Hi,
On DDP the documentation states that its recommended that we multiply the batch size by the number of gpus, but on pytorch lightning 2.1. 3 using ddp, it automatically infers and multiplies the batch size to the number of gpus. Is this a bug, or it was intended, if it is intentional please direct me to the latest documentation. My goal is to have a baseline where, if i train a model using one gpu or more gpus using ddp, i should relatively get similar results. Also please advise how to handle batch size and learning rate when switching from one gpu to ddp
Please help
Hey @paxandfidem
That’s correct, when you use DDP then the batch size you set in the dataloader is always local to the GPU of one process. The total global batch size would be N * batch_size and so in that sense it scales automatically.
My goal is to have a baseline where, if i train a model using one gpu or more gpus using ddp, i should relatively get similar results.

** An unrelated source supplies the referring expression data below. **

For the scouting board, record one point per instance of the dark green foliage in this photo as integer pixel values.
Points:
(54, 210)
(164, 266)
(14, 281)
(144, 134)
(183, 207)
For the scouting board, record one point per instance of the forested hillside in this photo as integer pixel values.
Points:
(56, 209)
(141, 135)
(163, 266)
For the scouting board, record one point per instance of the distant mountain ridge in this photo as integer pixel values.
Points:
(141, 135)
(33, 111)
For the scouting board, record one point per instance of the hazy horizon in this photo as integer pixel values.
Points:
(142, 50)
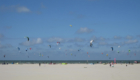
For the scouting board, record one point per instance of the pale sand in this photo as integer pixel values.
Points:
(69, 72)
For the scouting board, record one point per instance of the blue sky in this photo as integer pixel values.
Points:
(110, 23)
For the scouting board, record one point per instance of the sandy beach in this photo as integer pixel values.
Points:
(69, 72)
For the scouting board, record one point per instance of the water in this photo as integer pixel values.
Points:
(65, 61)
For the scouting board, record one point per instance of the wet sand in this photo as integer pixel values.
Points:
(69, 72)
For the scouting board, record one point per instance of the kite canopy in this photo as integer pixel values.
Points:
(27, 38)
(112, 48)
(106, 54)
(49, 45)
(18, 48)
(79, 49)
(71, 25)
(58, 43)
(27, 49)
(30, 48)
(91, 43)
(129, 50)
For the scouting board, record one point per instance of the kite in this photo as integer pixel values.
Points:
(27, 38)
(26, 49)
(30, 48)
(129, 51)
(58, 43)
(112, 48)
(91, 43)
(106, 54)
(18, 48)
(71, 25)
(79, 49)
(39, 54)
(49, 45)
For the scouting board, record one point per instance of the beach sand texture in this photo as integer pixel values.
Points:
(69, 72)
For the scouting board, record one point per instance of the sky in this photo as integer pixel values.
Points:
(110, 23)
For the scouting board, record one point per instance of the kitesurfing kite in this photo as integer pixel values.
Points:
(58, 43)
(71, 25)
(91, 43)
(27, 49)
(106, 54)
(27, 38)
(39, 54)
(79, 49)
(30, 48)
(112, 48)
(49, 45)
(18, 49)
(129, 51)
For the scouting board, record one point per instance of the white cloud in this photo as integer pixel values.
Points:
(33, 42)
(84, 30)
(14, 8)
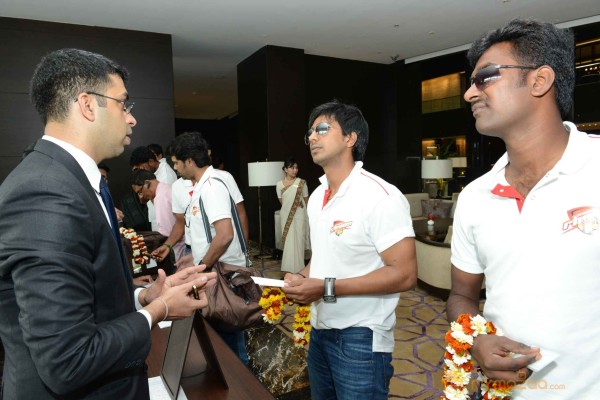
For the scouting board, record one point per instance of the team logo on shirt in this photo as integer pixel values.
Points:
(339, 227)
(586, 219)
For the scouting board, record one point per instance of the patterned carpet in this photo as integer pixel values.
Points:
(420, 329)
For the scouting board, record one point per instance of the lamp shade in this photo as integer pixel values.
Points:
(265, 173)
(436, 169)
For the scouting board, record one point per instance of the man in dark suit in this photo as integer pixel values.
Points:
(68, 317)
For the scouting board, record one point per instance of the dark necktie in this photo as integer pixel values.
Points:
(110, 208)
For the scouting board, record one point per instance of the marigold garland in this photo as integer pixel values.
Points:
(458, 363)
(138, 247)
(273, 301)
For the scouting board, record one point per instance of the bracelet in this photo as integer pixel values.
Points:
(458, 363)
(166, 308)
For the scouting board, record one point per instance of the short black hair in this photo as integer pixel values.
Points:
(64, 74)
(190, 145)
(350, 119)
(537, 43)
(155, 148)
(140, 155)
(139, 176)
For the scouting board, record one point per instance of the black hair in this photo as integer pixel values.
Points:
(190, 145)
(139, 176)
(64, 74)
(350, 119)
(140, 155)
(155, 148)
(289, 162)
(537, 43)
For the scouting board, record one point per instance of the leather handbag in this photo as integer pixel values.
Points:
(233, 300)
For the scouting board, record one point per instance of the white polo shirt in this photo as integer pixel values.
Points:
(542, 264)
(181, 193)
(365, 217)
(215, 197)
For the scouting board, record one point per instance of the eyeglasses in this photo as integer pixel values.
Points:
(127, 105)
(321, 130)
(488, 75)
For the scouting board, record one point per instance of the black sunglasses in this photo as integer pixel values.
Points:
(488, 75)
(321, 130)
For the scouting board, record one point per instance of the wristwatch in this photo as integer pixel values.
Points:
(329, 291)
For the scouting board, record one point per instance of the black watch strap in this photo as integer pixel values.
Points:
(329, 291)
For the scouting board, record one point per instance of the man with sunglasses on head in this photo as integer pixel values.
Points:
(68, 319)
(363, 255)
(530, 226)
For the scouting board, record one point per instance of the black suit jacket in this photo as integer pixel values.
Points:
(67, 314)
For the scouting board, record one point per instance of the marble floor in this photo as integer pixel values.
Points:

If you want to do this, then do two experiments. First, choose the number B. Then:
- Train with single GPU with batch size B.
- Train with N GPUs with batch size B/N
(Make sure that B is divisible by N of course). This way, the global batch size of both experiments is the same. You should get approximately the same loss values. The only reason why it wouldn’t be exact is because samples get allocated to the batches in a different order.
I can improve the text in the docs if you can point me to it.